Simply for Dads, Raising daughters

Oedipus Complex is a Freudian concept describing a male child’s desire for his mother and an accompanying sense of rivalry with the father while the Electra Complex is a Jungian concept describing a girl’s adoration and attraction to her father and rivalry, hostility and resentment toward the mother. This period of a girl’s development happens between the age of 3 to 6. But conventional wisdom tells us this phenomenon lasts much longer.

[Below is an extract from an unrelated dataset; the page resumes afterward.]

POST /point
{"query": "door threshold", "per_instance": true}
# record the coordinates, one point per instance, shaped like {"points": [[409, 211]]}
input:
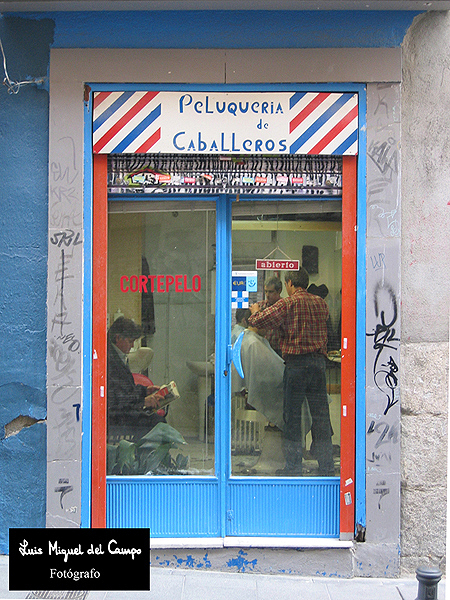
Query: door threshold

My daughter has always been an affectionate child. She is loved by both parents and she’s grown up with a lot of handholding and hugging. Perhaps I compensate partly because I felt she needed extra affirmation as a child of divorce. She went to a school where the environment is composed of many hippy-like parents who are into nature, organics and homespun endeavors. She knows me to be very warm and welcoming with some family and close friends and seen me embracing men and women alike, whether in public or private. So my daughter hugging me is a very normal thing, even when I am shirtless sitting on a patio deck. She likes to do this, especially as she exits the swimming pool, still dripping wet.

 

While there are many childhood development theories and approaches, each can lend itself to describing only limited facets of my daughter’s development, I believe the best explanation has little to do with gender but with the alignment in rationality and philosophy.

 

The development of my relationship with my daughter is very wholesome and positive. Our closeness probably has less to do with Jungian explanations and more to do with the fact that I’m just social and default to see the lighter side of things (until I don’t). But what I also notice is her increasing hostility towards her mother. She may only be 12, but my daughter in some respects act less of a child and more a young woman in her noisy dealings with her mother. She may be rebelling against her mother as typical tweens do to assert their individuality and independence. But I see more than that. I have seen and heard where my daughter not only asserts herself, but she can be downright dismissive with brutal comebacks effectively shutting down the mother. Another ploy she uses is passive aggression where she’ll simply walk away from her mother after delivering a devastating rebuttal and remain uncommunicative for days. These are tactics I never see her use with me. For one thing, I won’t tolerate this kind of behavior as an effective form of conflict resolution and for another, I don’t think I corner my daughter in a way that leaves her only with a survival response.

While there are many childhood development theories and approaches, each can lend itself to describing only limited facets of my daughter’s development, yet no theory will fully explain the inner workings and behavior of a still transforming persona. But one thing I do know as a non-child psychologist, is that a child will have an attraction to the parent they have the most affinity. And this affinity has little to do with gender, wealth or opportunity. It has to do with alignment in rationality and philosophy.

I don’t presume to know what my daughter thinks of me as her dad, but a major role I play in her life is one of protector. There is only one thing that is more formidable than getting between momma bear and her cubs, and that is a daddy protecting his little girl. Hell hath no fury like the ire of a man with nothing to lose—or perhaps with everything to lose. Electra or no Electra, my role as father to my daughter is even more paramount in light of her increasingly worrisome antagonism towards her mother. Her battles have been going on for years and a war is unfolding. I once said I would not pick sides, but that doesn’t mean I won’t arm my daughter to the teeth so if she is dragged into war, she won’t be annihilated. But the primary reason why I arm her isn’t to do damage to another, but so others will see her armaments as a deterrent. When my daughter sees that I stick up for her even when I’m not around, it’s just her knowing that I’ve got her back…and little to do with her being Electra.